Ashish Saksena, COO of Cinemas at BookMyShow underlined a new normal keeping in mind social distancing and sanitisation. “The health and safety of all – from audience to partners, production houses and execution agencies – will be of paramount importance.”

However, director Aditya Dhar is optimistic: “Considering humans are inherently social animals, they will eventually return,” he said.

What arrangements do film crews expect?

Taapsee Pannu, who was to begin work on her upcoming films Shabaash Mithu, Rashmi Rocket, and Looop Lapeta, said everyone will have to adjust a bit till things smoothen out. “The number of people on a set will be reduced for some time and the health precautions on a set will increase.”

Stylist Amandeep Kaur is prepared to adapt to the new ways of life. “Events are going to be most hit, but like the world is already witnessing, these will shift to a virtual space.” Photographer Tejinder Singh suggested that a safety advisor might become a norm for production houses.

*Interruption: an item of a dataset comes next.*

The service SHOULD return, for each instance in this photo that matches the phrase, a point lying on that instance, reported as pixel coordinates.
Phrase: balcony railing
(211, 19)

What changes will filmmakers bring?

Aditya Dhar highlight the silver lining of something as dark as the pandemic lockdown. “We are hoping there will be some kind of correction, not only in terms of content, but also in terms of economics of the film,” he said, adding how everyone will have to do change budgets. “Like if an A-list artiste is taking a lower fee, the crew member will also have to take a lower fee to make sure that the entire energy and effort is going into making the film rather than earning from a film.” He said as a result the film will become the most important component. “The quality of films will only get better, and we might be able to create global content.”